The *least common denominator* is the smallest common denominator. It is the smallest number that is evenly divisible by all uncommon denominators. The least common denominator for the fractions 1/3 and 2/5 is 15. 15 ÷ 3 = 5 and 15 ÷ 3 = 5. Note that there can be no remainder when dividing by one of the denominators by the least common denominator. The least common denominator is also referred to as the lowest common denominator or the least common multiple.

### How to Find the Least Common Denominator Using Factorization

One way to find the least common denominator is to use prime factorization. Find the prime factors of each denominator. Then multiply all of the prime factors, multiplying the factors that are common to both only once, to find the least common denominator. Also see our factors calculator to find the factors of your denominators, including the greatest common factor.

#### Example 1: Finding the Least Common Denominator of 36 and 90

##### Find the prime factors of 36

Divide 36 by 2, which equals 18. 18 and 2 are factors. 18 can be factored again into 6 and 3. 6 can be factored into 2 and 3. The prime factors are thus [3, 3, 2, 2].

##### Find the prime factors of 90

Divide 90 by 10, which equals 9. 9 and 10 are factors. 9 can be factored again into 3 and 3. 10 can be factored into 5 and 2. The prime factors are thus [5, 3, 3, 2].
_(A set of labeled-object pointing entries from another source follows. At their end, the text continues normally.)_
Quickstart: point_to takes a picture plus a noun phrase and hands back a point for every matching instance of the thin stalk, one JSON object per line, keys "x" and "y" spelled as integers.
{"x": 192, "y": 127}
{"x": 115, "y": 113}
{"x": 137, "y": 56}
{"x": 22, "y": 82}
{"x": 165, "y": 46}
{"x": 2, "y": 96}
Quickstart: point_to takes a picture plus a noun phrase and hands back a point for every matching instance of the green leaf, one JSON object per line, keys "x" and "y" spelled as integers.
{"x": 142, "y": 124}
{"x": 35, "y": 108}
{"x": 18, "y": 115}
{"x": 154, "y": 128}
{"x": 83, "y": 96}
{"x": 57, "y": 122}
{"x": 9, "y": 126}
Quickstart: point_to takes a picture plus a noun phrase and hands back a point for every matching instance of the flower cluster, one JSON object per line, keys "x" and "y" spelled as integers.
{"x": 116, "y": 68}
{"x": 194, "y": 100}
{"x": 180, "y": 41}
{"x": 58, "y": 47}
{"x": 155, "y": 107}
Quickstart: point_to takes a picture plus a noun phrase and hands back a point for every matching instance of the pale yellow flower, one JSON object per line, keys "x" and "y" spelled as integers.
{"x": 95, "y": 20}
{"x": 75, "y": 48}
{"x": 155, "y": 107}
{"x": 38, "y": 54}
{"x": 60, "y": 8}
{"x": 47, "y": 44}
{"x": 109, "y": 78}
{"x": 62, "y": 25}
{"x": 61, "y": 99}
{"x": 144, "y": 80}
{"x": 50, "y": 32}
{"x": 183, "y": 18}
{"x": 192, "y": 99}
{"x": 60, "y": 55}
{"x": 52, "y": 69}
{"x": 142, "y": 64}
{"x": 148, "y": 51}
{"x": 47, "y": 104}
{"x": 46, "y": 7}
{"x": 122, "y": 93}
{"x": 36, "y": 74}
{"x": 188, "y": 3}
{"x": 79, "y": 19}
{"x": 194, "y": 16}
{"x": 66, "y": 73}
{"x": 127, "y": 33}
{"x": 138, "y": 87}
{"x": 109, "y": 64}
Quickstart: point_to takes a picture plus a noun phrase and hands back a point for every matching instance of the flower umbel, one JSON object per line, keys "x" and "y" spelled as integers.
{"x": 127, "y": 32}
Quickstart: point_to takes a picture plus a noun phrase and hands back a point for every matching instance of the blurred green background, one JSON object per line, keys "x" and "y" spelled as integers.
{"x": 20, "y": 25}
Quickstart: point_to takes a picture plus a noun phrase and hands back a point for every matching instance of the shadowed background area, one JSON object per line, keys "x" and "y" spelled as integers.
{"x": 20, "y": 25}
The prime factors of 36 and 90 are [5, 3, 3, 2, 2]. Note that 3, 3, and 2 are common between 36 and 90 so they are only used once.

The least common denominator = 5 × 3 × 3 × 3 × 2 × 2 = 180.

#### Example 2: Finding the Least Common Denominator of 105 and 165

##### Find the prime factors of 105

Divide 105 by 7, which equals 15. 15 and 7 are factors. 15 can be factored again into 5 and 3. The prime factors are thus [7, 5, 3].

##### Find the prime factors of 165

Divide 165 by 11 which equals 15. 15 and 11 are factors. 15 can be factored again into 5 and 3. The prime factors are thus [11, 5, 3].

The prime factors of 105 and 165 are [11, 7, 5, 3]. Note that 5 and 3 are common between 105 and 165 so they are only used once.

The least common denominator = 11 × 7 × 5 × 3 = 1155.

#### Example 3: Finding the Least Common Denominator of 24 and 42

##### Find the prime factors of 24

Divide 24 by 2, which equals 12. 12 and 2 are factors. 12 can be factored again into 6 and 2. 6 can be factored again into 2 and 3. The prime factors are thus [3, 2, 2, 2].

##### Find the prime factors of 42

Divide 42 by 7 which equals 6. 7 and 6 are factors. 6 can be factored again into 2 and 3. The prime factors are thus [7, 3, 2].

The prime factors for 24 and 42 are [7, 3, 2, 2, 2]. Note that 3 and 2 are common between 24 and 42 so they are only used once.

The least common denominator = 7 × 3 × 2 × 2 × 2 = 168.

### Finding the Least Common Denominator by Finding all Multiples

You can also find the least common denominator by finding all of the multiples of each denominator and finding the smallest multiple that is common to both. Continuing the example above:

The multiples of 3 are [3,6,9,12,15,18,21,24,27,39,…]

The multiples of 5 are [5,10,15,20,25,30,…]

Note that the multiples that are common to both 3 and 5 are 15 and 30. The smallest common multiple is 15, which makes it the least common denominator.